Standard form of a quadratic equation is:
\(y=ax^{2}+bx+c\)
Where \(a\), \(b\), and \(c\) are real numbers, and \(a\neq 0\).
Vertex form of a quadratic equation is:
\(y=a(x-h)^{2}+k\)
Where \(a\), \(h\), and \(k\) are real numbers, \(a\neq 0\), and \((h,k)\) is the vertex of the parabola.
Now that we’ve reviewed these forms, let’s start by converting a standard form equation to vertex form.
Convert the standard form equation \(y=x^{2}+14x-9\) to vertex form.
In order to do this, we need to complete the square. To complete the square, \(a\) must equal 1. In this equation, \(a\) is already 1, so we can move on to the next step.
Find the \(b\)-value, divide it by 2, and square it.
\((\frac{b}{2})^{2}=(\frac{14}{2})^{2}=(7)^{2}=49\)
Now, add and subtract this value after the \(x\)-term.
\(y=x^{2}+14x+49-49-9\)
I’m going to add parentheses around these first three terms because this will be our perfect square trinomial.
\(y=(x^{2}+14x+49)-49-9\)
This trinomial factors to the perfect square \((x+7)^{2}\).
\(y=(x+7)^{2}-49-9\)
Remember, the point of completing the square is to get it to factor into something that looks like this. So now, all we have to do is combine our like terms right here.
\(y=(x+7)^{2}-58\)
Now, notice that we went through this completing the square process fairly quickly. If you want some more help on this, see one of our other videos where we go more in depth over how to do this process.
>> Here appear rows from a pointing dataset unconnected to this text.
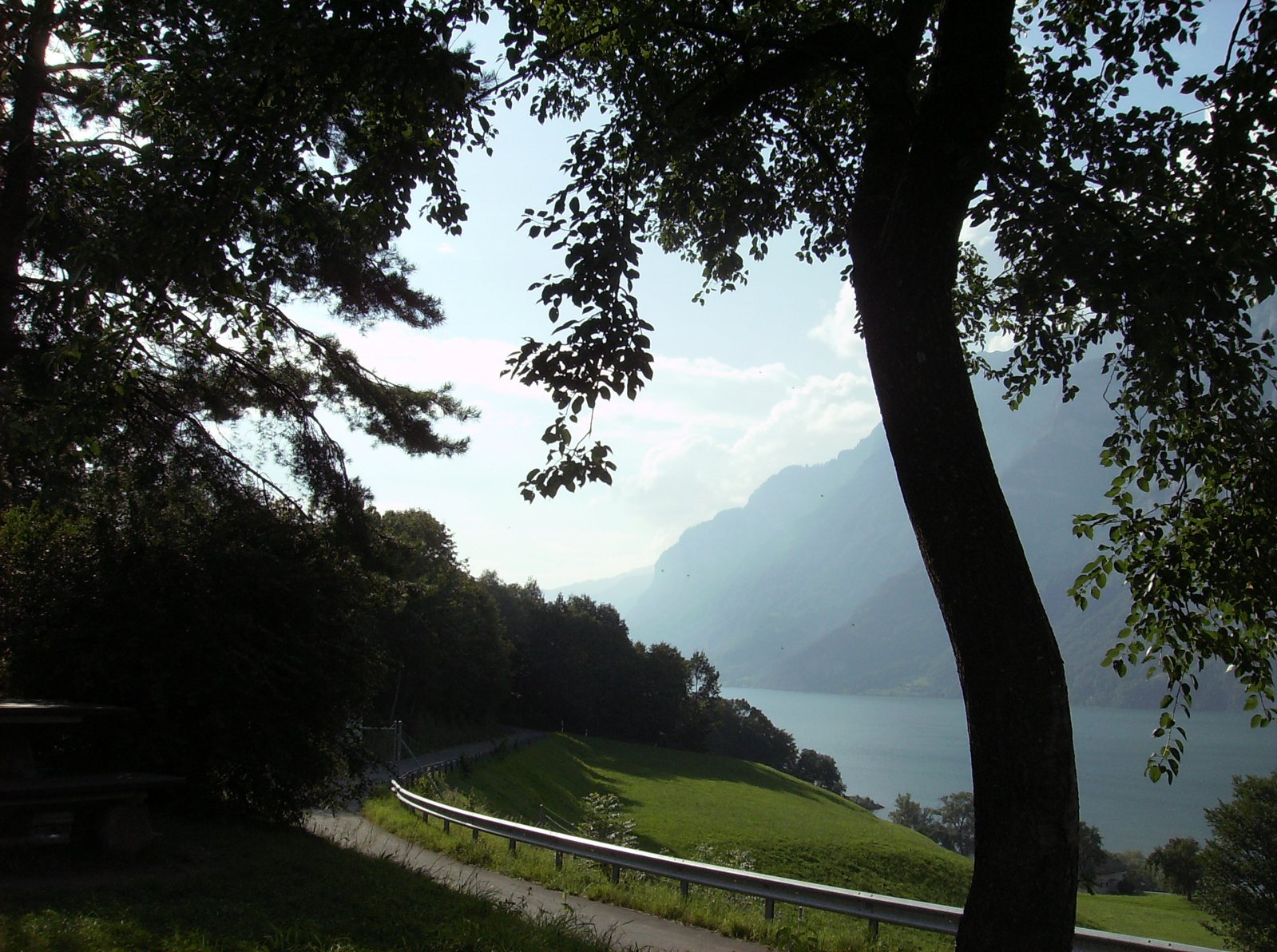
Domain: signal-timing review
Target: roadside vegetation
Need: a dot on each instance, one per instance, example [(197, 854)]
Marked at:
[(733, 813), (700, 807), (247, 887)]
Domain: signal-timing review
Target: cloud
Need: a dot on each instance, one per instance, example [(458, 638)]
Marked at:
[(714, 370), (838, 327)]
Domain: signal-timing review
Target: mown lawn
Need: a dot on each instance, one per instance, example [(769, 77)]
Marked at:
[(684, 804), (1152, 915), (213, 887), (681, 802)]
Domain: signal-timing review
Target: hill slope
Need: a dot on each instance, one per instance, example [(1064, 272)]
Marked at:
[(681, 800), (816, 583)]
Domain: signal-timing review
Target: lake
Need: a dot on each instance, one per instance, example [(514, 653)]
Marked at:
[(885, 747)]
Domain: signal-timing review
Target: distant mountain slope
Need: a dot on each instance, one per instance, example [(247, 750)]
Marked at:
[(621, 591), (816, 583)]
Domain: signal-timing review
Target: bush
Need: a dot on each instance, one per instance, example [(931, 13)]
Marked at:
[(1239, 877)]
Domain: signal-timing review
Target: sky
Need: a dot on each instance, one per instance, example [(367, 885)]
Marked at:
[(767, 376)]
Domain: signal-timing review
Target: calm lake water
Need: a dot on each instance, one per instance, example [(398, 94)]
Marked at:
[(885, 747)]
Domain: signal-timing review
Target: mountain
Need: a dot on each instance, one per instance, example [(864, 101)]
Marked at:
[(621, 591), (816, 583)]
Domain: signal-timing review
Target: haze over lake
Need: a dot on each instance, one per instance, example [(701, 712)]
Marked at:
[(885, 747)]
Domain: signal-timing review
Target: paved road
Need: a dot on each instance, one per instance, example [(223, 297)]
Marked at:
[(627, 928)]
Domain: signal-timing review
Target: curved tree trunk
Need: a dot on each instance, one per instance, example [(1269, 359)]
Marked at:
[(1025, 890), (920, 172), (18, 165)]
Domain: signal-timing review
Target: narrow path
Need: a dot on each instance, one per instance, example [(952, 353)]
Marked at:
[(626, 928)]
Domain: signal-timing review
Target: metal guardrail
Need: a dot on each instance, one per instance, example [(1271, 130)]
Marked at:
[(771, 890)]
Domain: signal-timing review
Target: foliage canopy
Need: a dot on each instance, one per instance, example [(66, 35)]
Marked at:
[(1132, 211)]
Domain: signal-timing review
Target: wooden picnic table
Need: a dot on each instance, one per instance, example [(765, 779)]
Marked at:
[(104, 809)]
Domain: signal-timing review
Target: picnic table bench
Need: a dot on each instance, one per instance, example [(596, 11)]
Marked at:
[(104, 809)]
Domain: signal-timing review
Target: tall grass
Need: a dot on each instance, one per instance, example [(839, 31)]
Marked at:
[(701, 807), (213, 887)]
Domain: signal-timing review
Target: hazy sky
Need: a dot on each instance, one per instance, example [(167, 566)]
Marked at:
[(759, 379)]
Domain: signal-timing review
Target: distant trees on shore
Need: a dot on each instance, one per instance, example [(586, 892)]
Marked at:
[(252, 637)]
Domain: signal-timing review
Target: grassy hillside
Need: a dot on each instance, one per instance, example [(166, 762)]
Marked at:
[(228, 887), (1156, 915), (681, 800)]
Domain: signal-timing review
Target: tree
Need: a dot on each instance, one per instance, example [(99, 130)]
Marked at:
[(239, 630), (441, 629), (1091, 855), (1239, 864), (880, 131), (957, 815), (1179, 862), (820, 770), (176, 176), (912, 815)]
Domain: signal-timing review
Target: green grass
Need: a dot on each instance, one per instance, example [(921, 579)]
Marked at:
[(688, 804), (682, 803), (213, 887), (1152, 915), (681, 800)]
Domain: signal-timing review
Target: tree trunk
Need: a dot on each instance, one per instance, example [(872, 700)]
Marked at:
[(917, 180), (1025, 888), (19, 169)]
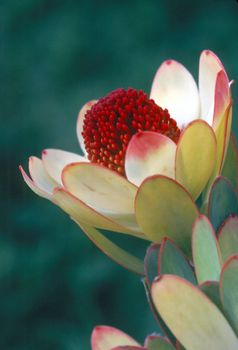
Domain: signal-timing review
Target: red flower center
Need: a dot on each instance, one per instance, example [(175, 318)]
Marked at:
[(111, 122)]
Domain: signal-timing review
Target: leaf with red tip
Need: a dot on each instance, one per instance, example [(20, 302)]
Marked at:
[(222, 97), (222, 132), (103, 190), (195, 156), (230, 168), (223, 202), (81, 212), (209, 67), (194, 319), (206, 254), (229, 290), (164, 208), (228, 237), (172, 261), (40, 182), (107, 338), (149, 153), (117, 254), (55, 160), (174, 88)]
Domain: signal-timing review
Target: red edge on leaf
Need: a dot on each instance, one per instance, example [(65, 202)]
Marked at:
[(232, 216), (225, 266), (150, 249), (186, 282), (166, 239), (227, 112), (212, 187), (169, 179), (205, 218)]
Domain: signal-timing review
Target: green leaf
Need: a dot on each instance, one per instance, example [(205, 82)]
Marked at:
[(206, 254), (229, 290), (228, 237), (230, 168), (211, 289), (196, 322), (151, 263), (222, 202), (114, 252), (154, 342), (173, 262), (164, 330), (195, 156), (165, 208)]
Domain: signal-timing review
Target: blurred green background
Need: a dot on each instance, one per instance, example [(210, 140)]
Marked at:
[(55, 286)]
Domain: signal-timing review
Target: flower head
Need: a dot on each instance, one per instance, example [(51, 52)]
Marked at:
[(143, 156)]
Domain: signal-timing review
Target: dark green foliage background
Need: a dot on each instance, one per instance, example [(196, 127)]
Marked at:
[(55, 286)]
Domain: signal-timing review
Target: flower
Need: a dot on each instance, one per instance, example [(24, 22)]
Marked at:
[(143, 157)]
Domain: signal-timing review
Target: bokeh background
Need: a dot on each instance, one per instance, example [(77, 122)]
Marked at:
[(55, 286)]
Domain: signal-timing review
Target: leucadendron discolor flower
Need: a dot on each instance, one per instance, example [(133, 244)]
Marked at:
[(146, 158)]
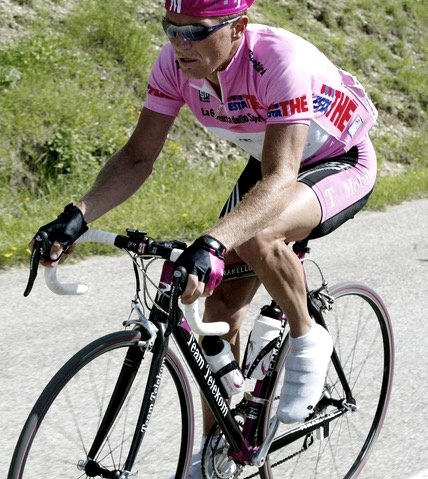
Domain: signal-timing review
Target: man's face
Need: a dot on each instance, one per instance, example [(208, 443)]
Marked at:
[(203, 58)]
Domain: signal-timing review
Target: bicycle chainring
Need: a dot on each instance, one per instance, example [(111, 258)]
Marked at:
[(216, 463)]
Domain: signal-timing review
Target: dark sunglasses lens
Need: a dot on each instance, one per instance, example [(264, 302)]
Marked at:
[(192, 33)]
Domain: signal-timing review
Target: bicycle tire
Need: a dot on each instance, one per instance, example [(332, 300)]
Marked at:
[(62, 424), (362, 333)]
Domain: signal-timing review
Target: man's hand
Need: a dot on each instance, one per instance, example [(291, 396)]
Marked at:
[(204, 263), (62, 233)]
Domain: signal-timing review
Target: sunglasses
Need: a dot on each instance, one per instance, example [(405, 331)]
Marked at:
[(192, 33)]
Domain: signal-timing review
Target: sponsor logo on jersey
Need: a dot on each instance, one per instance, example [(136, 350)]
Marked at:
[(288, 108), (242, 102), (204, 97), (258, 66)]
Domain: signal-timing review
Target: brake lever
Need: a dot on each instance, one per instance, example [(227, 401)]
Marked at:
[(177, 287), (41, 241)]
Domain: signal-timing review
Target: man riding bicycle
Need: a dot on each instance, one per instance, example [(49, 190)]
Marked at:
[(303, 122)]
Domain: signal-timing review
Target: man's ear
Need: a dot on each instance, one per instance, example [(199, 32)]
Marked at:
[(240, 26)]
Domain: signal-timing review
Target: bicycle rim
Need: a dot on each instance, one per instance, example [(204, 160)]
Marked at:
[(61, 426), (361, 329)]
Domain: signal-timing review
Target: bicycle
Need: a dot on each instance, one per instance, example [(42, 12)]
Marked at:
[(131, 382)]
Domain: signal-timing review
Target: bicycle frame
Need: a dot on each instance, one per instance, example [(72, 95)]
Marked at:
[(242, 449)]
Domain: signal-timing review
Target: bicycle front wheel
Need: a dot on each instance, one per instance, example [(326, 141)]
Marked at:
[(64, 421), (361, 330)]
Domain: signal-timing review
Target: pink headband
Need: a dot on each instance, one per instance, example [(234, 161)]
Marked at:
[(208, 8)]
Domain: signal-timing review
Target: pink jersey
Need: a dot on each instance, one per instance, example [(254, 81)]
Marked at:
[(274, 77)]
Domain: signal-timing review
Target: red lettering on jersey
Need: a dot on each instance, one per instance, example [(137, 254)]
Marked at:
[(294, 106), (341, 110), (252, 100)]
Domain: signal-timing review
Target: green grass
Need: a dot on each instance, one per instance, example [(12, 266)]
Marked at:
[(71, 88)]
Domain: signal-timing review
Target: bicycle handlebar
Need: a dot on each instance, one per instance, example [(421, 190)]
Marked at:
[(191, 311)]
Let’s try another problem where we convert a standard form equation to vertex form.
\(y=-2x^{2}-4x+8\)
Remember, in order to complete the square, the value of a must be 1. Factor a –2 out of the right side of the equation.
\(y=-2(x^{2}+2x-4)\)
Remember, we factor a –2 out of each of the terms. Now, identify the \(b\)-value, halve it, and square it. So, we want the \(b\)-value of this trinomial where a is 1 \((x^{2}+2x-4)\), so our \(b\)-value is 2.
\((\frac{b}{2})^{2}=(\frac{2}{2})^{2}=(1)^{2}=1\)
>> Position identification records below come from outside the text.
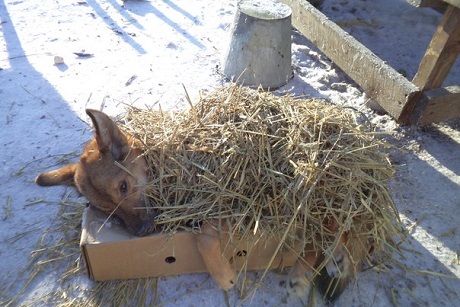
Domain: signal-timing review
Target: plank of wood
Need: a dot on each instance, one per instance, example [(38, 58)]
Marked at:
[(452, 2), (441, 53), (381, 82), (435, 4), (443, 104)]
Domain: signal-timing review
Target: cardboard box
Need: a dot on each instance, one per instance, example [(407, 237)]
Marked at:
[(110, 252)]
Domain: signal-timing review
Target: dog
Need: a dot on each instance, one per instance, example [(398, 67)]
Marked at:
[(111, 174)]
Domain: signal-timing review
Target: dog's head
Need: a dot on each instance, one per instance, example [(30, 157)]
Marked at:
[(111, 173)]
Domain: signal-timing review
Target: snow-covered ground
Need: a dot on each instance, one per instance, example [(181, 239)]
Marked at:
[(141, 53)]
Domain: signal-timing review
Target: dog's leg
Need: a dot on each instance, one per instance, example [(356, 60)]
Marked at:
[(301, 274), (218, 266)]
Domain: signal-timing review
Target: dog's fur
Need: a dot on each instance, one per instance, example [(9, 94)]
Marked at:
[(111, 174)]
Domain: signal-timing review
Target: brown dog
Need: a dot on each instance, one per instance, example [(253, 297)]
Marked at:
[(111, 174)]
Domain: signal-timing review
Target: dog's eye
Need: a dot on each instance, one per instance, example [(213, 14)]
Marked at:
[(123, 187)]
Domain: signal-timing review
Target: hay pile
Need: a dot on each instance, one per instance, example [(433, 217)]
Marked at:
[(270, 164)]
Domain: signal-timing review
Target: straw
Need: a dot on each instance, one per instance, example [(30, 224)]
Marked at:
[(269, 164)]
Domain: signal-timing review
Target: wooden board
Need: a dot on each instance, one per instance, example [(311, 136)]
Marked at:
[(435, 4), (381, 82), (441, 53)]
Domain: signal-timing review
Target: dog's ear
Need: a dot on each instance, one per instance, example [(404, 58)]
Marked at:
[(62, 176), (108, 136)]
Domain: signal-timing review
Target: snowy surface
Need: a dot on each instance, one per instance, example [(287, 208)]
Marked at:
[(142, 53)]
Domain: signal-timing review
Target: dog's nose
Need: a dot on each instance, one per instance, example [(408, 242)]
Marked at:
[(145, 228), (147, 225)]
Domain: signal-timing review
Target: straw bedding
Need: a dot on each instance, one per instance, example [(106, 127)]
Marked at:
[(276, 165)]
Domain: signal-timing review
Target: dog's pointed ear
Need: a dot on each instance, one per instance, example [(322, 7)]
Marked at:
[(62, 176), (108, 136)]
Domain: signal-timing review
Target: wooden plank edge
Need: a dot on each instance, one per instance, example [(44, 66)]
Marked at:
[(441, 104), (381, 82)]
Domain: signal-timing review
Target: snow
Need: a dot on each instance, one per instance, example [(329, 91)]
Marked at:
[(161, 46)]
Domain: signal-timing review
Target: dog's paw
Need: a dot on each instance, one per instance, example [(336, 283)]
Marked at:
[(298, 281), (339, 266)]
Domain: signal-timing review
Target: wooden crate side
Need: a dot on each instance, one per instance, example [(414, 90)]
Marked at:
[(380, 81)]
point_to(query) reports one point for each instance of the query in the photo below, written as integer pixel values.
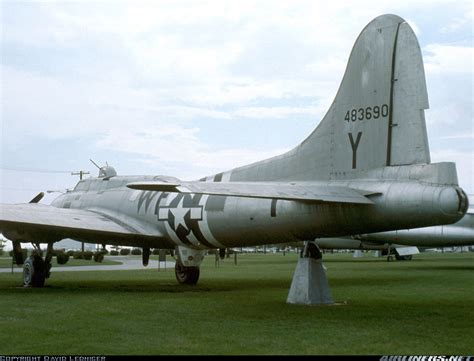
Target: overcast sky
(191, 88)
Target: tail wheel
(34, 272)
(186, 275)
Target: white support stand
(310, 284)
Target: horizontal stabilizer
(309, 192)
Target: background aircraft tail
(376, 119)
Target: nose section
(453, 201)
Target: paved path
(127, 264)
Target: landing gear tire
(34, 272)
(186, 275)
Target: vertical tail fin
(376, 119)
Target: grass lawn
(423, 306)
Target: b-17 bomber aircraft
(365, 168)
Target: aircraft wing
(43, 223)
(286, 191)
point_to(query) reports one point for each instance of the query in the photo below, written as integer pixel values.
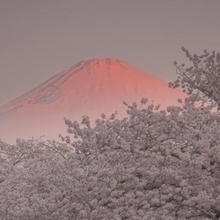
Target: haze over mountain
(89, 88)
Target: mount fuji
(90, 88)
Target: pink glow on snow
(88, 88)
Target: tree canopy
(153, 164)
Add and subtract this value after the \(x\)-term.
\(y=-2(x^{2}+2x+1-1-4)\)
Put parentheses around the first three terms to identify the perfect square trinomial.
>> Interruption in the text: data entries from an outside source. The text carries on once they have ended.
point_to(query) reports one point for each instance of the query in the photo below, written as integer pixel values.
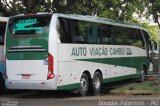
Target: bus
(3, 22)
(69, 51)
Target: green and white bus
(67, 52)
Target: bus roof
(4, 19)
(95, 19)
(98, 20)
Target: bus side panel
(78, 58)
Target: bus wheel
(97, 82)
(142, 76)
(84, 84)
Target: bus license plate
(26, 77)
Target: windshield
(31, 24)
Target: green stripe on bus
(69, 87)
(133, 62)
(120, 78)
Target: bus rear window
(32, 24)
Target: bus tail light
(50, 67)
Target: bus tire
(142, 76)
(84, 84)
(97, 82)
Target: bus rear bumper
(31, 85)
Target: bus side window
(62, 27)
(137, 39)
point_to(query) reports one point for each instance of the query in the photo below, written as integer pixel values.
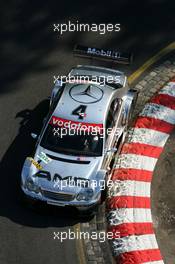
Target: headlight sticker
(42, 156)
(35, 163)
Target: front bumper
(80, 205)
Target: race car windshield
(72, 143)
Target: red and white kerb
(128, 203)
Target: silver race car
(84, 129)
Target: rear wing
(103, 54)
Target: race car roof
(93, 98)
(87, 70)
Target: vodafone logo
(69, 124)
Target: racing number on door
(80, 111)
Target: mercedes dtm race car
(75, 150)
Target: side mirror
(112, 150)
(34, 136)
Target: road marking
(135, 75)
(79, 246)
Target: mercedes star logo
(88, 95)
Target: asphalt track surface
(30, 54)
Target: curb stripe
(129, 229)
(141, 149)
(129, 202)
(139, 257)
(129, 199)
(130, 188)
(136, 162)
(155, 262)
(132, 174)
(153, 124)
(147, 136)
(165, 100)
(169, 89)
(134, 243)
(159, 112)
(129, 215)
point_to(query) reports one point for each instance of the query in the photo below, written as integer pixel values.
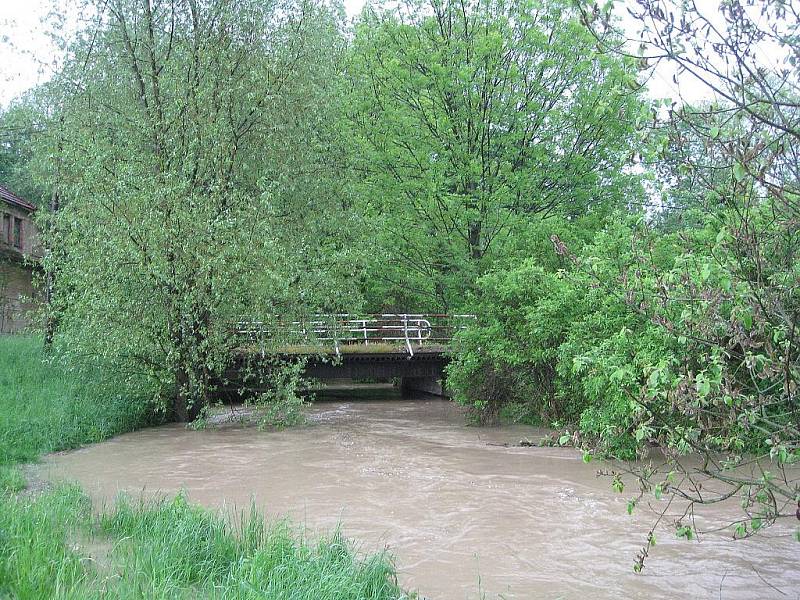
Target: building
(19, 253)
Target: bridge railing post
(405, 335)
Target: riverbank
(54, 543)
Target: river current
(466, 512)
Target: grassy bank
(44, 407)
(54, 546)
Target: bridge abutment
(427, 385)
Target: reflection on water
(463, 514)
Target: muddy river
(464, 515)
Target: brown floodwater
(463, 514)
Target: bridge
(409, 347)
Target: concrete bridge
(411, 348)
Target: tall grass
(171, 549)
(44, 407)
(54, 546)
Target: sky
(27, 55)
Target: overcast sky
(26, 55)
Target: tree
(731, 302)
(194, 184)
(475, 118)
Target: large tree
(731, 304)
(193, 137)
(475, 118)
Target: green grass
(54, 546)
(44, 407)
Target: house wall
(30, 238)
(16, 295)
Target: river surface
(463, 514)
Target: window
(18, 232)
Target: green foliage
(282, 404)
(171, 549)
(190, 156)
(539, 337)
(45, 407)
(472, 120)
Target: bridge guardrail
(407, 329)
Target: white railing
(406, 329)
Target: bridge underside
(422, 372)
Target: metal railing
(407, 330)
\(y=-2((x^{2}+2x+1)-1-4)\)
Factor the perfect square trinomial.
\(y=-2((x+1)^{2}-1-4)\)
Combine like terms inside the parentheses.
\(y=-2((x+1)^{2}-5)\)
Now, the final step in simplifying this just a little bit more, is distributing the –2 inside this larger set of parentheses, so to the \((x+1)^{2}\) and to the –5.
\(y=-2(x+1)^{2}+10\)
Now let’s move on to converting a vertex form equation to standard form. This conversion process is much simpler.
Convert the equation \(y=3(x-4)^{2}+7\) to standard form.
The first thing to do is expand the squared term.
\(y=3(x-4)(x-4)+7\)
And then we can FOIL to simplify this part.
\(y=3(x^{2}-4x-4x+16)+7\)
Now, we can combine like terms.
\(y=3(x^{2}-8x+16)+7\)
Now, distribute 3 to the trinomial.
\(y=3x^{2}-24x+48+7\)
Finally, combine like terms.
\(y=3x^{2}-24x+55\)
And there’s our equation in standard form.
Let’s try one more example before we go.
Convert the equation \(y=-11(x+8)2-9\) to standard form.
Start by expanding the squared binomial.
\(y=-11(x+8)(x+8)-9\)
And again, we can FOIL these two terms.
\(y=-11(x^{2}+8x+8x+64)-9\)
We can simplify by combining like terms.
\(y=-11(x^{2}+16x+64)-9\)
Then, distribute –11 to the trinomial.
\(y=-11x^{2}-176x-704-9\)
Finally, combine like terms.
\(y=-11x^{2}-176x-713\)
And there you have it!
I hope this video on converting between standard form and vertex form of a quadratic equation was helpful. Thanks for watching, and happy studying!